What Happened to Big Data?Seven years ago, I was involved in a corporate workshop headed by a customer’s CIO to discuss that company’s big data strategy. Big data was a relatively new concept back then and the workshop included four speakers who explained how it would transform that company’s business. To my surprise, not one of the speakers made a cogent point about what big data was and why the audience should care about it.
One speaker talked about the “Four Vs” (I’ll let you look that up and decipher it for me because I never really understood the positioning of that definition). Another talked about open-source technologies (primarily Hadoop). Another talked about general data warehousing concepts that had been around for several years. And the fourth talked about analyzing audio files (without discussing why that was relevant for this retailer).
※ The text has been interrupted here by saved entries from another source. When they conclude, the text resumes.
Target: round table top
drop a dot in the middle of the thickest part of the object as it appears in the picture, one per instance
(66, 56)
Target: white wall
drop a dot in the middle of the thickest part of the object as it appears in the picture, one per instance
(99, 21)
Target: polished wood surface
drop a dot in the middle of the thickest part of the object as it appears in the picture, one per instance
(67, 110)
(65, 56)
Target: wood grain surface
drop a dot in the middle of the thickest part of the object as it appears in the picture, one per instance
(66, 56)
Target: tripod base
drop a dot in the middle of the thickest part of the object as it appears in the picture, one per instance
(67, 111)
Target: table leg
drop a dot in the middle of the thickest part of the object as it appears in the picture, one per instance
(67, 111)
All the speakers talked glowingly about their topics, the exciting future, and the fact that people should sit up and take notice. People in the audience then broke into workshops to figure out how they would leverage big data. Follow up presentations discussed a myriad of analytical opportunities (some, incidentally, were about using existing techniques and technologies). At the end of the day, however, I was left with more questions about big data than when I started.
Now, several years later, after a lot of time and money has been invested, what strikes me is that I rarely hear the term “big data” anymore. So, what happened to it? In my opinion, the problem is that it’s a term that meant everything and nothing. It was a platform. It was certain data types. It was a certain set of analytical methods and tools. It was whatever you wanted it to be.
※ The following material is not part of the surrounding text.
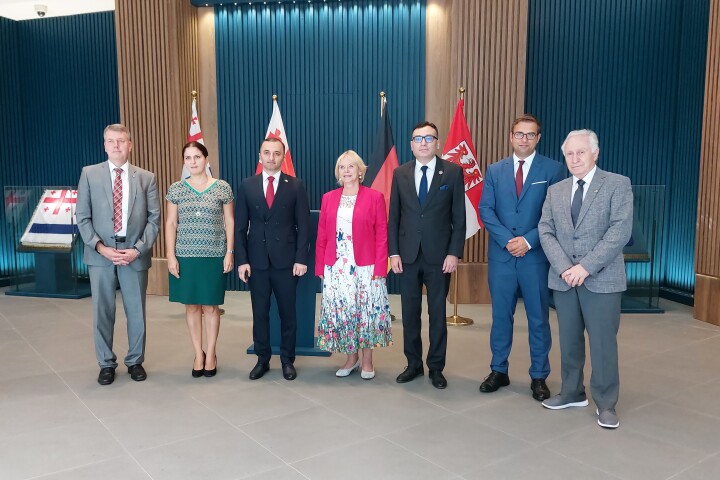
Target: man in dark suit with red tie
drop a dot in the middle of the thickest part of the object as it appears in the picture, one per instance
(426, 238)
(272, 221)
Unfortunately, what it typically didn’t have was anything to do with how the innovative use of big data and analytics would make your company better. The analytical evolution was certainly underway and creating a monumental shift in thinking, but people became fixated on a nebulous term and not pragmatic results. Whether or not people were directly involved in analytics, they owed it to themselves and their respective organizations to delve deeper into what was behind this concept and how it could be applied. Instead, a great deal of opportunity was lost chasing the hype of big data.
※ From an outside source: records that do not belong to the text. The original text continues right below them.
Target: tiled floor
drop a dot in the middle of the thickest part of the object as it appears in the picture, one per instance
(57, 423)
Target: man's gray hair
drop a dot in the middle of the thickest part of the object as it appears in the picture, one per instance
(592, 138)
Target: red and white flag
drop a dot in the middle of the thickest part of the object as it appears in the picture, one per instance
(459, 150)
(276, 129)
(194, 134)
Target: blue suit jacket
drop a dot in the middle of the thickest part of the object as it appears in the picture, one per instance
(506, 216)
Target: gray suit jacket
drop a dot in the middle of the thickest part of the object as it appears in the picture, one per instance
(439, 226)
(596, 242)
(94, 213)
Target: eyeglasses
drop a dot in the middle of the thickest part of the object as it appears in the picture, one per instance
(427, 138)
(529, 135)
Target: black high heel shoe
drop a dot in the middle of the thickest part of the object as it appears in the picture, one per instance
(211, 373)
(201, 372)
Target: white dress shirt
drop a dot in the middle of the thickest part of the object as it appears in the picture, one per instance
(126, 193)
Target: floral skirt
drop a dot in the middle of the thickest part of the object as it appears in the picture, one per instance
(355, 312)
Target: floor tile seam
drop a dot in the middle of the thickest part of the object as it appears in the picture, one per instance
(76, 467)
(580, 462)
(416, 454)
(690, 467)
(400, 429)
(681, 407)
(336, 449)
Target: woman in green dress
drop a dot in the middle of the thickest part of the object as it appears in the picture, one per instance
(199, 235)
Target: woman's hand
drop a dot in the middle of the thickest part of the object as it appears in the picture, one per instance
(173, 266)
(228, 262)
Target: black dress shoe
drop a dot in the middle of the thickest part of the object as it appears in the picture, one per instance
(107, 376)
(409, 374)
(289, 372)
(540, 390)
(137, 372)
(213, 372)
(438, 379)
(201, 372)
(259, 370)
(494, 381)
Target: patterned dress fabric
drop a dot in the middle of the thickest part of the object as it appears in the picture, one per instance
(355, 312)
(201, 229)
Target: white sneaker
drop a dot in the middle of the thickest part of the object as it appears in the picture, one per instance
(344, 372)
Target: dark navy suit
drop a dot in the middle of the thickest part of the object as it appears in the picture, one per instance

The Definition of InsanityThere’s an old saying, “The definition of insanity is doing the same thing over and over and expecting different results.” We see this play out time and time again in the world of analytics. Gartner has a popular concept called the “Hype Cycle.” In this cycle (see graph below) there’s an initial rush toward a new technology or concept. Expectations are inflated, which ultimately leads to a general letdown (Trough of Disillusionment) and then (hopefully) a reasonable level of common understanding whereby the technology matures and finds its stated value in the market (Plateau of Productivity).
The Gartner Hype Cycle
This scenario plays out repeatedly and is particularly relevant in analytics. With respect to big data, it followed this curve but then, interestingly, dropped altogether before reaching some generally agreed upon level of acceptance. The rationale was presumably because “big data [had] become a part of many hype cycles,” according to Datanami.The reality, in my opinion, is that the ambiguity of the term and lack of tangible value from investments ascribed to it led to its eventual downfall. The frustrating part is that this hype scenario is so prevalent that Gartner, one of the largest business and technology research organizations, identified a need for it in 1995, and its use has grown into all areas of Gartner’s consultancy scope. So, is the problem that vendors and consultants come up with terms like “big data” in the first place, or is it that we, as practitioners and enablers of analytics, keep chasing the next big thing and expect a different result? If it’s the latter, then it clearly falls into the definition of insanity.
Why do we have hype cycles like those touted by Gartner? That’s a broader philosophical discussion but, on some level, it’s because of the inability to accept the responsibility of being intellectually curious when it comes to new analytical concepts (rather than taking hype at face value). Some may not be actual practitioners or developers of advanced analytics, but they still should have a base knowledge of what it is and what it’s not—and challenge partners touting these concepts to explain their relevance in a business context.
Additionally, we should focus on pragmatic aspects of the technology (will it work in my specific environment, at scale, etc.). In doing this, we’re better prepared to cut through the hype and better understand how these concepts can—or cannot—be leveraged to solve real business challenges. Note that the X axis on the graph above is “Time.” Imagine the amount of time that businesses have lost because they traversed the peaks and valleys associated with this cycle. Is it really necessary to chase windmills, or can we do better and reduce or eliminate the time lost to hype by not accepting this phenomenon as “just the way it is with analytics”?